Meaningfulness is the most important aspect of work — even more important than pay, rewards, promotion or working conditions.
Psychologists have found, though, that workers make no mention of their bosses while talking about what makes their work meaningful to them.
The only way management influenced meaningfulness at work was by destroying it.
The authors write:
“…our research showed that quality of leadership received virtually no mention when people described meaningful moments at work, but poor management was the top destroyer of meaningfulness.”
For the research, 135 people in ten very different occupations were interviewed.
They were asked: “What’s the point of doing this job?”
Meaningful work has five qualities, the authors found:
“1. Self-Transcendent.
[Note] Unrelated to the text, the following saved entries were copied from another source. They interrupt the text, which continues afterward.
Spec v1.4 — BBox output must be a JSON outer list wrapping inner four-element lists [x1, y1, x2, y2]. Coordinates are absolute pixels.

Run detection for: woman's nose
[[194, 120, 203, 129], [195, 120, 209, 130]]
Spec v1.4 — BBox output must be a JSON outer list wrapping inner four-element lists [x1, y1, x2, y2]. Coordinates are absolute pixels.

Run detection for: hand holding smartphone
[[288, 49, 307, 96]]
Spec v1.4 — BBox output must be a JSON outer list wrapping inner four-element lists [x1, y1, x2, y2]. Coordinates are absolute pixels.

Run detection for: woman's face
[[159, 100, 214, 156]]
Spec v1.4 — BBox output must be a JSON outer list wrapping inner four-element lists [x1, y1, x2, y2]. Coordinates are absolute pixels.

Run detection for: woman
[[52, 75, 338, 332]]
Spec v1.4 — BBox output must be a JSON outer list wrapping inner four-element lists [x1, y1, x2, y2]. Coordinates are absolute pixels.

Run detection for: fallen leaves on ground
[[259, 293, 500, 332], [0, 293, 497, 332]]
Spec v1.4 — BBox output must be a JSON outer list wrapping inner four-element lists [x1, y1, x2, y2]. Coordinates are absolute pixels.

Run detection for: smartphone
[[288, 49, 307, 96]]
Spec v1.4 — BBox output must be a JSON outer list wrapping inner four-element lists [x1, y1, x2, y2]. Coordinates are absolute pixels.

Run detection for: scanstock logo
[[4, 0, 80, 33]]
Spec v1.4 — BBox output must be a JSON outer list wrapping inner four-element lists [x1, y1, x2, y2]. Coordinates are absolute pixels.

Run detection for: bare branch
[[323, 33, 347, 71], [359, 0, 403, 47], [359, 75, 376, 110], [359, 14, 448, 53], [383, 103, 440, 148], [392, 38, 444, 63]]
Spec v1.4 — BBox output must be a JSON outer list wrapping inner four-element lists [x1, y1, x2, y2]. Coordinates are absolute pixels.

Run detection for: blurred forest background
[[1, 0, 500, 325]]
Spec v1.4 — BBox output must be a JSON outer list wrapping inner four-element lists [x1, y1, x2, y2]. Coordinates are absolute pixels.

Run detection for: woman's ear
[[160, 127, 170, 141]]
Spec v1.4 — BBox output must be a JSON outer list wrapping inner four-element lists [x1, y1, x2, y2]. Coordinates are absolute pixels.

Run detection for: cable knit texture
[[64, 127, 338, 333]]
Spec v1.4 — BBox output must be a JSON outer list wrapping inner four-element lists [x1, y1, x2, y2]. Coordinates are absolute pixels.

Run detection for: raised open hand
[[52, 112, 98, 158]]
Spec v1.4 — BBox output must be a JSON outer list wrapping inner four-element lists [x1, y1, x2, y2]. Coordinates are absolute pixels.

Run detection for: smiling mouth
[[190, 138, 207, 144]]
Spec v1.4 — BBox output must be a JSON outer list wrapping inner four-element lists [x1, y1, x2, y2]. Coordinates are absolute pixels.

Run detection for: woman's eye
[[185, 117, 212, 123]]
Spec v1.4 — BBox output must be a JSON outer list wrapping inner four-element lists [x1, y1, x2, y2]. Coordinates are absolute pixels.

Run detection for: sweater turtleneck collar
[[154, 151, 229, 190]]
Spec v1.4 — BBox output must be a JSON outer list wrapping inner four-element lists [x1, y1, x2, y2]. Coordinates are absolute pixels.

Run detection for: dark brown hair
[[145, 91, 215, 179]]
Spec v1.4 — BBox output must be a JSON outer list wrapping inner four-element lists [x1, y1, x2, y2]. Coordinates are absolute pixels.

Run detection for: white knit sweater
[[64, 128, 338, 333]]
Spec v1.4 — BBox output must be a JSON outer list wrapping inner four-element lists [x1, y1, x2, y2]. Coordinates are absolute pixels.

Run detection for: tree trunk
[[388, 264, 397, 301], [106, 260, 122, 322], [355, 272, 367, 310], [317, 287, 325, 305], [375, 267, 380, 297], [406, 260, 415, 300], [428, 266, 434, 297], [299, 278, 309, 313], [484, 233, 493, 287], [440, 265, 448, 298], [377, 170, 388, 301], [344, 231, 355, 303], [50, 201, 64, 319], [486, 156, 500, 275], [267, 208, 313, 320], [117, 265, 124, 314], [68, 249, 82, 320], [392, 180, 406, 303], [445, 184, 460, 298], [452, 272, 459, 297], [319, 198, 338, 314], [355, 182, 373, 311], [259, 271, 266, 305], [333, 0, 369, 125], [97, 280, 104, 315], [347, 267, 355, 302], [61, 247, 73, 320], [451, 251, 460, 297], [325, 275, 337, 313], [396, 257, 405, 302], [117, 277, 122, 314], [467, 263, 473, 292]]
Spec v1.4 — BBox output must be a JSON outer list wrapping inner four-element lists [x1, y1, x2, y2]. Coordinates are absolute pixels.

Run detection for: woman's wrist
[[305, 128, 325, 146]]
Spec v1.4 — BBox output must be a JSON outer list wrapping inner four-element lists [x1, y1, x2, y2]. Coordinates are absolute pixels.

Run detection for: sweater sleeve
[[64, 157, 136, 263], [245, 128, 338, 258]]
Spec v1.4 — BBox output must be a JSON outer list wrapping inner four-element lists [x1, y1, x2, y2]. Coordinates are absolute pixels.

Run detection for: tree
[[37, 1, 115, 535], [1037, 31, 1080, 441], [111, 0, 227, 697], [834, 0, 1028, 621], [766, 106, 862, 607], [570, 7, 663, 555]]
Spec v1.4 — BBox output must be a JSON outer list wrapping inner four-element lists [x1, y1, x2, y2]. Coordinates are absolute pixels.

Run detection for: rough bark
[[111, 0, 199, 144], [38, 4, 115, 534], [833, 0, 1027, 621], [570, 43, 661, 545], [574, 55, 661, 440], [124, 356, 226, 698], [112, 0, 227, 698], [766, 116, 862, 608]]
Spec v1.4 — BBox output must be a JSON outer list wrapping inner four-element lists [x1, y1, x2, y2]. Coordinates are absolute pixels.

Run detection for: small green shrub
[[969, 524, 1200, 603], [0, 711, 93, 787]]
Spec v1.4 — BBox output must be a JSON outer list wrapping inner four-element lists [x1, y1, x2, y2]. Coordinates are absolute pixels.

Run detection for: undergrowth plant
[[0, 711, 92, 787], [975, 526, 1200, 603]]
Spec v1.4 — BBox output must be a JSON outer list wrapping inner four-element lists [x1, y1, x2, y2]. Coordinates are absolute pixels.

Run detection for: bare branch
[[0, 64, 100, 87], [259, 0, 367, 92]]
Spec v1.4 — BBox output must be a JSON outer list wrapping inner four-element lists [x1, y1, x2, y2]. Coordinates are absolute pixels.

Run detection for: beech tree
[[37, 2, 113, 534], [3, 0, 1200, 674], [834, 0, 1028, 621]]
Individuals tend to experience their work as meaningful when it matters to others more than just to themselves. In this way, meaningful work is self-transcendent.
2. Poignant. People often find their work to be full of meaning at moments associated with mixed, uncomfortable, or even painful thoughts and feelings, not just a sense of unalloyed joy and happiness.
3. Episodic. A sense of meaningfulness arises in an episodic rather than a sustained way. It seems that no one can find their work consistently meaningful, but rather that an awareness that work is meaningful arises at peak times that are generative of strong experiences.
4. Reflective. Meaningfulness is rarely experienced in the moment, but rather in retrospect and on reflection when people are able to see their completed work and make connections between their achievements and a wider sense of life meaning.
5. Personal. Work that is meaningful is often understood by people not just in the context of their work but also in the wider context of their personal life experiences.”
Professor Katie Bailey, the study’s first author, said:
“In experiencing work as meaningful, we cease to be workers or employees and relate as human beings, reaching out in a bond of common humanity to others.
For organizations seeking to manage meaningfulness, the ethical and moral responsibility is great, since they are bridging the gap between work and personal life.”
The study was published in the MIT Sloan Management Review (Bailey & Madden, 2016).